McDonnell would be named Footballer of the Year weeks later had five goals to his name already that summer, to go with the 25 points. There wasn’t a more dangerous man that could have stood between Tyrone and their first All-Ireland title.

This wasn’t a panicky, hesitant defender in on goal. This was the best forward in Ireland, one so sure in front of a goalkeeper that the green flag umpire’s hand could have started its descent the minute he got the ball.

Gormley’s block would always have been memorable, but it was the identity of the man he pick-pocketed that made it one of the all-time iconic GAA moments.

“You know he’s lining up for the goal. He’s the Player of the Year that year, the number of goals he’d scored was phenomenal, and it was something we’d chatted about,” says Gormley.

“We knew if he got inside, he’d take the goal.”

McDonnell has always said that he simply didn’t see Gormley coming. That in that instinctive run off the back of the Tyrone full-back line on the breaking ball, he’d bought himself enough of a yard to only have to think about John Devine.

The Red Hand goalkeeper ends up seated with his hands down by his left side, his bodyweight shifted that way. The ball was heading the other direction.

“I was going for the near side,” confirms McDonnell.

“I peeled off and Tony gave it back to me, and I was ready for pulling the trigger straight off with the speed of the move.

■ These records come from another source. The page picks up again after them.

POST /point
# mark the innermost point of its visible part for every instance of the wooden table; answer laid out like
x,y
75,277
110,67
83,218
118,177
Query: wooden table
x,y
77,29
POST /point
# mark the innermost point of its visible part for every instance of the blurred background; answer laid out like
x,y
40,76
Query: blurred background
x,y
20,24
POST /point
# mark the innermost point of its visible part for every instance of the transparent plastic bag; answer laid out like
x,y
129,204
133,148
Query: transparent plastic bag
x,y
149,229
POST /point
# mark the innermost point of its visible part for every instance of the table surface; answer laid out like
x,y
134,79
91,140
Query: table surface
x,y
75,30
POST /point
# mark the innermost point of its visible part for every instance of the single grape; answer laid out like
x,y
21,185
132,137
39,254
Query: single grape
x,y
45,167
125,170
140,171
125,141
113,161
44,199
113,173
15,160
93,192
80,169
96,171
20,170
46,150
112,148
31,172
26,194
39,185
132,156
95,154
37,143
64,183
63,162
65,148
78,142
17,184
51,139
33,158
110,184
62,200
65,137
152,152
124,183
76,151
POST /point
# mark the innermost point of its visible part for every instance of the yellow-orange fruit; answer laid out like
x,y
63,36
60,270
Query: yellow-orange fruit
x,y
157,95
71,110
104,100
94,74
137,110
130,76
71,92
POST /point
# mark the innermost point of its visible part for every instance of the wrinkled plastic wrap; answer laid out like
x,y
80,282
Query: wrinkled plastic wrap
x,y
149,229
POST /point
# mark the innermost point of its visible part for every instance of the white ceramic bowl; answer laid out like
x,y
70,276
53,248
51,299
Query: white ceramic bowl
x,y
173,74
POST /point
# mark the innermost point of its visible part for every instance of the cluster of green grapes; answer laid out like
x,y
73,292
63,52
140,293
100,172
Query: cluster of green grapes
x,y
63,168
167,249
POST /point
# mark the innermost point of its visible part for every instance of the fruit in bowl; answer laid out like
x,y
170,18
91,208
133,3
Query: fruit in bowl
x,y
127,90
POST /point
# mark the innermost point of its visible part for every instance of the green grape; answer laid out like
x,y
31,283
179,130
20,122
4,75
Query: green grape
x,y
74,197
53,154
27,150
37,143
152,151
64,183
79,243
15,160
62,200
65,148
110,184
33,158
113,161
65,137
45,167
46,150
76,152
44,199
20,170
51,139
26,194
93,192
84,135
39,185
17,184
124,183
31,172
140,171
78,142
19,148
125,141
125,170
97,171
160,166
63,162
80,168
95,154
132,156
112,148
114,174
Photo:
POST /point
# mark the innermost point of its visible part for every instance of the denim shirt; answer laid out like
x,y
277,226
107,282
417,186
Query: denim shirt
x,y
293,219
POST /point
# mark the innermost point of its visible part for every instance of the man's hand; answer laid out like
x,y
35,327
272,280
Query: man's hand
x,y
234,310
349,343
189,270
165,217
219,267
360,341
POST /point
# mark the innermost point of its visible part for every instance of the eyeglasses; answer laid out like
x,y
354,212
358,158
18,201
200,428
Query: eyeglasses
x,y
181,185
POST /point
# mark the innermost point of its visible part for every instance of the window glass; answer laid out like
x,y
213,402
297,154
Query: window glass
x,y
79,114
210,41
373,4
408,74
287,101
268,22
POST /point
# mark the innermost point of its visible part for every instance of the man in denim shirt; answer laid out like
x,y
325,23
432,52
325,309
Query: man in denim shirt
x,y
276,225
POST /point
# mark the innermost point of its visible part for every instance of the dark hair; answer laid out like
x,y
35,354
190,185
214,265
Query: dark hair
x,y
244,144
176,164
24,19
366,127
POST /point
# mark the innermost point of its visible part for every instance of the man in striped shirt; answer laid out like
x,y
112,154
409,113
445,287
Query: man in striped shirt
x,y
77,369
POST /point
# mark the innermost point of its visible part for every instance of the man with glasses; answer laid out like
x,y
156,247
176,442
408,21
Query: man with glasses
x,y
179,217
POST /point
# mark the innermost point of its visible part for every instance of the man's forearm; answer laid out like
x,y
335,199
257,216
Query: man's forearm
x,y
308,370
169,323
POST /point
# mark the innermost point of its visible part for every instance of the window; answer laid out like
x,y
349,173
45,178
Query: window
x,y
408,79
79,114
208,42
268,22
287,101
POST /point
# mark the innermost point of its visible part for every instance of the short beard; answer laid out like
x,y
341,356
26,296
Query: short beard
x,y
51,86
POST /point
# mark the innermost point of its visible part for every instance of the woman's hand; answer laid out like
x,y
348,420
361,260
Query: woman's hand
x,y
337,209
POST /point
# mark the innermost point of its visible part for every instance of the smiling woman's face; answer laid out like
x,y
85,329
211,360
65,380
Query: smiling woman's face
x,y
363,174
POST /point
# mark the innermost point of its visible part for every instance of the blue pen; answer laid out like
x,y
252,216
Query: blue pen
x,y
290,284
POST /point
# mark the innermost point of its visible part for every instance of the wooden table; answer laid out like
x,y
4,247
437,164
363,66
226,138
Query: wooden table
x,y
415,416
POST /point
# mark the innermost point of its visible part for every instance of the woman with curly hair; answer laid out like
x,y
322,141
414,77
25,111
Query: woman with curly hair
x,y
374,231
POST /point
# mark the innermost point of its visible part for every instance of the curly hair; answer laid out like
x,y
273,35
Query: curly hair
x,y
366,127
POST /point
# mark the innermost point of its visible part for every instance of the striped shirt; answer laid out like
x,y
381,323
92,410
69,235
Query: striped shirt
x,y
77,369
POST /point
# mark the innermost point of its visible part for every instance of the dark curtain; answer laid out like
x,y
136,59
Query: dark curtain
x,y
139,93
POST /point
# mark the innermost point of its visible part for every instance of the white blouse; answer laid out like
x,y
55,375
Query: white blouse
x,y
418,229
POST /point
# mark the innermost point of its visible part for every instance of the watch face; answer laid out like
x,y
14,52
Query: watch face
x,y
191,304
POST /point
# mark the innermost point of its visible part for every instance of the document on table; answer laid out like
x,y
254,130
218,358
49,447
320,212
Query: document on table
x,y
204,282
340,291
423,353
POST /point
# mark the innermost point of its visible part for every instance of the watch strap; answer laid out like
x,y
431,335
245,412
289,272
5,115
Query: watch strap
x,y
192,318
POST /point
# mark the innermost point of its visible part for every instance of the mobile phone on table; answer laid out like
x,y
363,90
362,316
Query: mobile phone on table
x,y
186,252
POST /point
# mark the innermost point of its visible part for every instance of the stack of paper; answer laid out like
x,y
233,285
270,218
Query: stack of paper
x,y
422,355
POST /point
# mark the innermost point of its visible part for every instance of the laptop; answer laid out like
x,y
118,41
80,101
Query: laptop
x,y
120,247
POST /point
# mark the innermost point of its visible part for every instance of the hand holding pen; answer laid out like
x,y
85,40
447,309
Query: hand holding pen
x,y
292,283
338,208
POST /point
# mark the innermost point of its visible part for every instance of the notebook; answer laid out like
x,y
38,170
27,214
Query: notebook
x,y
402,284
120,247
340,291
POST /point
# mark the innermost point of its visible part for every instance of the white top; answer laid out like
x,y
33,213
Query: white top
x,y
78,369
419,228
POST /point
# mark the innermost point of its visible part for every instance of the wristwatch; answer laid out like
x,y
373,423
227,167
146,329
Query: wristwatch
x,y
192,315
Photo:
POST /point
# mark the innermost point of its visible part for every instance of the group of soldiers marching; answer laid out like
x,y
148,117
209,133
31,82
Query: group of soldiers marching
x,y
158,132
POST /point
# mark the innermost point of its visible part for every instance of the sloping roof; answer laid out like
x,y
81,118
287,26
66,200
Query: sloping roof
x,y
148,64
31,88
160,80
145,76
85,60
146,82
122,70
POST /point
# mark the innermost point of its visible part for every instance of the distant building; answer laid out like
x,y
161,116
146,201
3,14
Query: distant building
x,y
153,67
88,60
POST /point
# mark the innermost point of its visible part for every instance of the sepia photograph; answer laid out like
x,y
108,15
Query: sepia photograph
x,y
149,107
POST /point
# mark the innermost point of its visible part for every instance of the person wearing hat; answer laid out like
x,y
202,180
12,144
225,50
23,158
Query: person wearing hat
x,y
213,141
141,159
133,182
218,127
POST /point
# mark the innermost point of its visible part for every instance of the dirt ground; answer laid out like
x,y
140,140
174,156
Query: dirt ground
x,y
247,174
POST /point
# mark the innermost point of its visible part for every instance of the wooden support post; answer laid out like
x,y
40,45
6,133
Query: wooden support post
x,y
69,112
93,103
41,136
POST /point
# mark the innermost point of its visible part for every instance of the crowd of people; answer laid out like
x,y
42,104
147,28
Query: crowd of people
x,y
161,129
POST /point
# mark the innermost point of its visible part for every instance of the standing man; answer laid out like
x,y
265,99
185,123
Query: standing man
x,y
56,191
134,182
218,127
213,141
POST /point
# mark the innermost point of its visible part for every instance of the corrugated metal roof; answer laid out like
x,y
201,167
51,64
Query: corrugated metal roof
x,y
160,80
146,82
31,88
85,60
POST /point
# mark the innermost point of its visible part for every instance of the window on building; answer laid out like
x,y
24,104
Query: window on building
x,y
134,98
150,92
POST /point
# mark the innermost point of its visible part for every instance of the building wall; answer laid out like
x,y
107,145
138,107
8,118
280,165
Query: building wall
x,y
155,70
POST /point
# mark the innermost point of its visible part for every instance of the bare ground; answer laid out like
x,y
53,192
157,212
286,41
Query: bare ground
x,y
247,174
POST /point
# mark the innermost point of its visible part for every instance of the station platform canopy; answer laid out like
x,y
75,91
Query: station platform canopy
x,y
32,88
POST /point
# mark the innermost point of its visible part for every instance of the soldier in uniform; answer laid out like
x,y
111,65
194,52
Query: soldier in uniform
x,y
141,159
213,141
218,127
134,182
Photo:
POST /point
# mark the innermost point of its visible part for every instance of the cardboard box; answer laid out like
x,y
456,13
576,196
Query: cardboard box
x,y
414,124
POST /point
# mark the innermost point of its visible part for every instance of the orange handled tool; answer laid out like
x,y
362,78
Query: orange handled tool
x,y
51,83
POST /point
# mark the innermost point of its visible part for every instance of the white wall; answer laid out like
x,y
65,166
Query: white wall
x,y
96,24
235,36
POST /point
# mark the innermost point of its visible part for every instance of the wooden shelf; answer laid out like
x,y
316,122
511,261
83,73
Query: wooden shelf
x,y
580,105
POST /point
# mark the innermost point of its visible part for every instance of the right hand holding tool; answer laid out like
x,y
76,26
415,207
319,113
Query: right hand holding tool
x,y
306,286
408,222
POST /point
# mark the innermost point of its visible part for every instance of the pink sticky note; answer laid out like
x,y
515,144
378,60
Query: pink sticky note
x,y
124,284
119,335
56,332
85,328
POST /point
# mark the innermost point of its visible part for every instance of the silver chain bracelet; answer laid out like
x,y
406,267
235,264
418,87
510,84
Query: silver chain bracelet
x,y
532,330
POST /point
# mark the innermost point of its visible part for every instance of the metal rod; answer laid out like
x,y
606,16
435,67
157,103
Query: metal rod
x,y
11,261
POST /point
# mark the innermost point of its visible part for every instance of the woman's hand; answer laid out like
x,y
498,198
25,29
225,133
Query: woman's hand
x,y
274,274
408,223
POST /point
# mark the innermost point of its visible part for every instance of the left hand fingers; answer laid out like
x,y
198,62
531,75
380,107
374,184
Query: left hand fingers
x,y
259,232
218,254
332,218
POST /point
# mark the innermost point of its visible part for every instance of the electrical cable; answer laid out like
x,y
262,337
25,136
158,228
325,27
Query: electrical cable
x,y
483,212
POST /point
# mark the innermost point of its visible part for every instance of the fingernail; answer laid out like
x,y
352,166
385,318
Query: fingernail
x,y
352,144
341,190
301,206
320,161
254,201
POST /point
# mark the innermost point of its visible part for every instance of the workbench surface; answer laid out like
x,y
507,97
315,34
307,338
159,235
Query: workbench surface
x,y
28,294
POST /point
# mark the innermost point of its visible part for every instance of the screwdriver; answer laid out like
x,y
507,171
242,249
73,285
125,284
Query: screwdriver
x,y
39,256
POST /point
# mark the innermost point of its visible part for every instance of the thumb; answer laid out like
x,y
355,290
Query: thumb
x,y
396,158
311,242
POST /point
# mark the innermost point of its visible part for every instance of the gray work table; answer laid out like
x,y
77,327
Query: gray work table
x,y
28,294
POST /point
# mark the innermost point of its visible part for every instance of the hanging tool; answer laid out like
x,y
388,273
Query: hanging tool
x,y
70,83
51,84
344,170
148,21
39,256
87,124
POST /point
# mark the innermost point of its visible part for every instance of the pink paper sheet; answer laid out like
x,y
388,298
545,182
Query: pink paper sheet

“If I’d seen the Tyrone jersey coming into my eyeline, I feel I definitely would have checked in and tried to cut inside him and take the shot.

“At worst, I would have had a penalty awarded. He came from nowhere and made a super block, that’s the fact of it.

“I think I was kicking the ball as fast as I could have. I couldn’t believe when it happened, I was thinking ‘where the hell did he come out of?’ He made a blindside run and put his body on the line.

“If he was playing on my team, I’d do nothing but applaud him for doing so. That’s what you’d expect from a defender in those defining moments. He made one of the most famous blocks in history and I was on the wrong end, but that’s sport.”

The long right arm of history will always belong to Conor ‘The Block’ Gormley.